Entwürdigend und völlig unpassend: Bundesfinanzminister Wolfgang Schäubles (CDU) Vergleich von ankommenden Flüchtlingen mit einer Lawine hat scharfe Kritik beim Koalitionspartner SPD ausgelöst. Parteichef Sigmar Gabriel sagte: "Ich kann mir das Bild nicht zu eigen machen. Ich würde einen solchen Vergleich nicht wählen", sagte Gabriel. Fraktionschef Thomas Oppermann forderte von der Union, zur Sacharbeit zurückzukehren: "Es ist jetzt mal genug."

Bundesjustizminister Heiko Maas (SPD) twitterte: "Menschen in Not sind keine Naturkatastrophe." Die Flüchtlingsdebatte solle besonnen geführt werden, statt dass man mit Worten noch Öl ins Feuer gieße. 

Schäuble hatte den Lawinen-Vergleich auf einer Veranstaltung in Berlin gezogen.

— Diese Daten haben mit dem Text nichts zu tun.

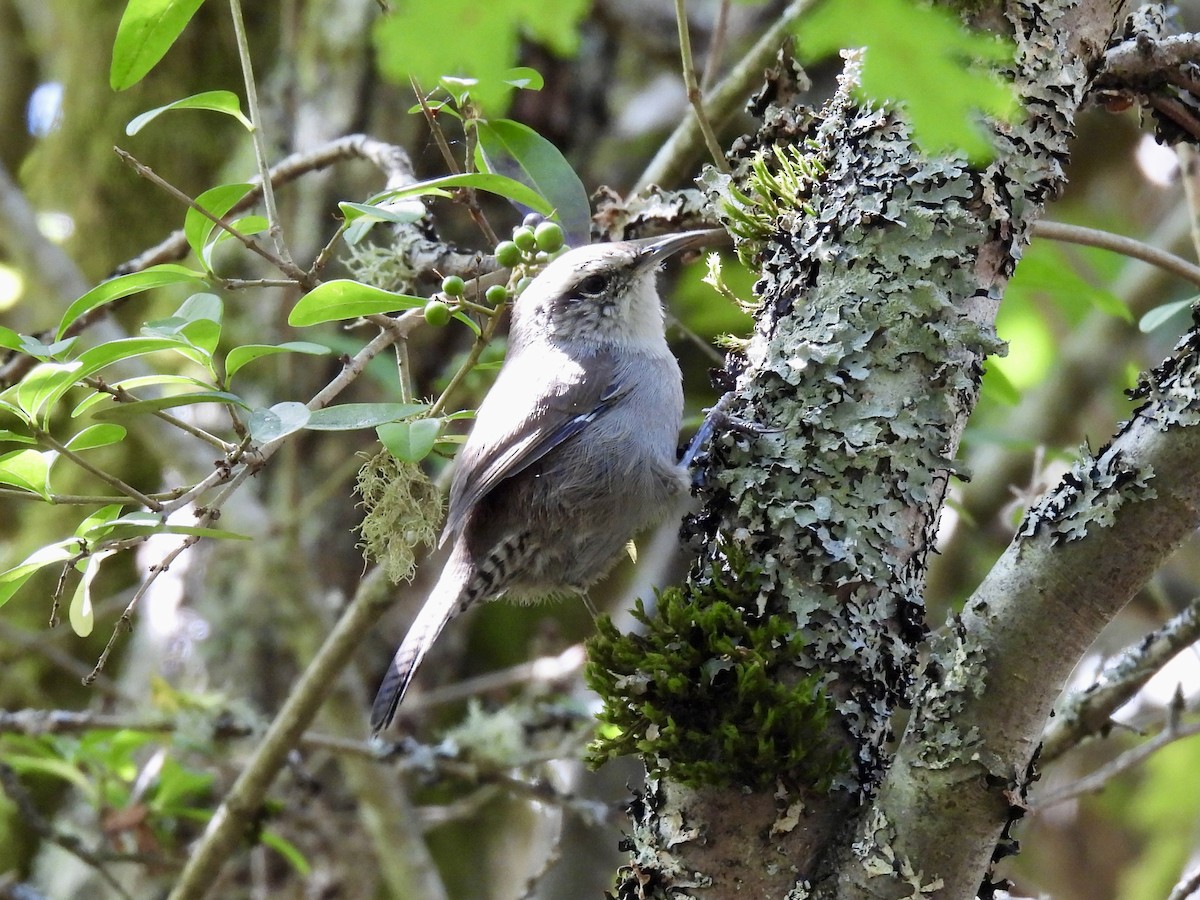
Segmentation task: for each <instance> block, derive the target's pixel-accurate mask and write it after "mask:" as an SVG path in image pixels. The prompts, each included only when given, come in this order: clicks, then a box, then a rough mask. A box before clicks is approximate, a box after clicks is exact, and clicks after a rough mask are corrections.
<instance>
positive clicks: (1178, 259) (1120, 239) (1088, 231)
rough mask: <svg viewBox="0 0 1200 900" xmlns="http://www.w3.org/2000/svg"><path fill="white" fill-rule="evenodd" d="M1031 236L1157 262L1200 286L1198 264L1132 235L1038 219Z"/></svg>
mask: <svg viewBox="0 0 1200 900" xmlns="http://www.w3.org/2000/svg"><path fill="white" fill-rule="evenodd" d="M1033 235H1034V236H1037V238H1048V239H1050V240H1056V241H1066V242H1068V244H1082V245H1085V246H1088V247H1100V248H1102V250H1111V251H1112V252H1114V253H1122V254H1123V256H1127V257H1133V258H1134V259H1140V260H1142V262H1144V263H1150V264H1151V265H1157V266H1158V268H1159V269H1164V270H1166V271H1169V272H1171V274H1172V275H1177V276H1180V277H1181V278H1184V280H1186V281H1190V282H1192V283H1193V284H1198V286H1200V266H1198V265H1195V264H1193V263H1189V262H1188V260H1186V259H1182V258H1180V257H1177V256H1175V254H1174V253H1168V252H1166V251H1165V250H1159V248H1158V247H1151V246H1150V245H1148V244H1142V242H1141V241H1136V240H1134V239H1133V238H1124V236H1122V235H1120V234H1112V233H1111V232H1102V230H1098V229H1096V228H1084V227H1082V226H1070V224H1063V223H1062V222H1050V221H1046V220H1042V221H1040V222H1037V223H1036V224H1034V226H1033Z"/></svg>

Er wisse nicht, ob diese Lawine bereits unten im Tal angekommen sei oder sich noch am oberen Ende des Hanges befinde, sagte er Berichten zufolge.

"Solidarität und christliche Nächstenliebe stärkt man jedenfalls nicht mit dramatischem Katastrophen-Vokabular" kritisierte Maas seinen Kabinettskollegen bei Spiegel Online. "Stattdessen müssen wir uns weiter an die Arbeit machen und das tun, was die Menschen zu Recht von uns erwarten."

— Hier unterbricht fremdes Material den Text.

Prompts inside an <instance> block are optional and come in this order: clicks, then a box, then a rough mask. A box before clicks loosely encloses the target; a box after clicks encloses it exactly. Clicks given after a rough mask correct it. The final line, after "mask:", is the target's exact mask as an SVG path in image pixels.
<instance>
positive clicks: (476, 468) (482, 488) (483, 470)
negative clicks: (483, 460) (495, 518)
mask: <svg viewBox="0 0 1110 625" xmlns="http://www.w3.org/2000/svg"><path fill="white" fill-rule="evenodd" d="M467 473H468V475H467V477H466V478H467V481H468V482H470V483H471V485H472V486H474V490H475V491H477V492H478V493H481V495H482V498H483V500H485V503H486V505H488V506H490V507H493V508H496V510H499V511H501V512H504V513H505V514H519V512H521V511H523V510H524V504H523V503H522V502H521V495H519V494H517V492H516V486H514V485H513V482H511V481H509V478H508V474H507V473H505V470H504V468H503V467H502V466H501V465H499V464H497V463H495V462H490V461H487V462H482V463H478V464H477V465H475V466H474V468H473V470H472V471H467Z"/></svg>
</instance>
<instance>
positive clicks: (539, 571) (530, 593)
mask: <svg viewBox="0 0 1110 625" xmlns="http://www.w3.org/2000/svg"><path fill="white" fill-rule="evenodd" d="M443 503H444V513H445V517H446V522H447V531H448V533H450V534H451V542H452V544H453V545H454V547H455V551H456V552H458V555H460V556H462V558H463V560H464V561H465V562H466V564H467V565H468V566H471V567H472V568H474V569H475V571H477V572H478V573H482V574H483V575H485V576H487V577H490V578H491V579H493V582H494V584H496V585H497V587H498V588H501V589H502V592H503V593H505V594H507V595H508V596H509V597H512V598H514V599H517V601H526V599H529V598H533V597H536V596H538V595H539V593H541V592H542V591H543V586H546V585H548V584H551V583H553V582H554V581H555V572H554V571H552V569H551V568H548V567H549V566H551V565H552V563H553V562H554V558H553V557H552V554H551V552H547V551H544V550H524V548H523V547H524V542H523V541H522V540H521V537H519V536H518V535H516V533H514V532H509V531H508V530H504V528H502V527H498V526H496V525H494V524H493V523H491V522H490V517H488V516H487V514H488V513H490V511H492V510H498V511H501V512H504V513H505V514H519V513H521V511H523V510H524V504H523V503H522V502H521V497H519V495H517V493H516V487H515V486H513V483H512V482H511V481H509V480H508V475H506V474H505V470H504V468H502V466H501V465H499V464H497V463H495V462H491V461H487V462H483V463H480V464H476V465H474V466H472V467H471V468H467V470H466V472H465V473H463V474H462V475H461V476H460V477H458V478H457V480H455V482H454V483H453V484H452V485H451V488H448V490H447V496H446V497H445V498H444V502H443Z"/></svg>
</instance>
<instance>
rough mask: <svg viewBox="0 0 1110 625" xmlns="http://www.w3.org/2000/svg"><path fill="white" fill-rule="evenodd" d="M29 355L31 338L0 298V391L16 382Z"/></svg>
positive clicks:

SPD-Generalsekretärin Yasmin Fahimi sagte: "Der Vergleich ist völlig unpassend und den Flüchtlingen gegenüber entwürdigend." Es handele sich um Menschen, die vor Hunger und Krieg flüchteten. "Sie haben es nicht verdient, mit einer Naturkatastrophe gleichgesetzt zu werden." Auslöser für deren Flucht sei Syriens Präsident Baschar al-Assad als "tyrannischer Machthaber", sagte sie. "Das sollte Herr Schäuble im Rahmen seiner wohlfeilen Analyse nicht aus den Augen verlieren."

Der Parteichef der Linken, Bernd Riexinger, nannte die Äußerung Schäubles "so falsch wie fatal". "Um bei der Metaphorik zu bleiben wären die Millionen Flüchtenden der Bumerang für eine rücksichtslose Politik, die Kriege befeuert, Ressourcen vernichtet und Lebensgrundlagen zerstört", sagte Riexinger.

"Mit solchen Äußerungen werden Schutzbedürftige zu einer Bedrohung hochstilisiert", sagte der Geschäftsführer der Flüchtlingshilfsorganisation Pro Asyl, Günter Burkhardt. Schäubles Vergleich sei Wasser auf die Mühlen der Rechtspopulisten.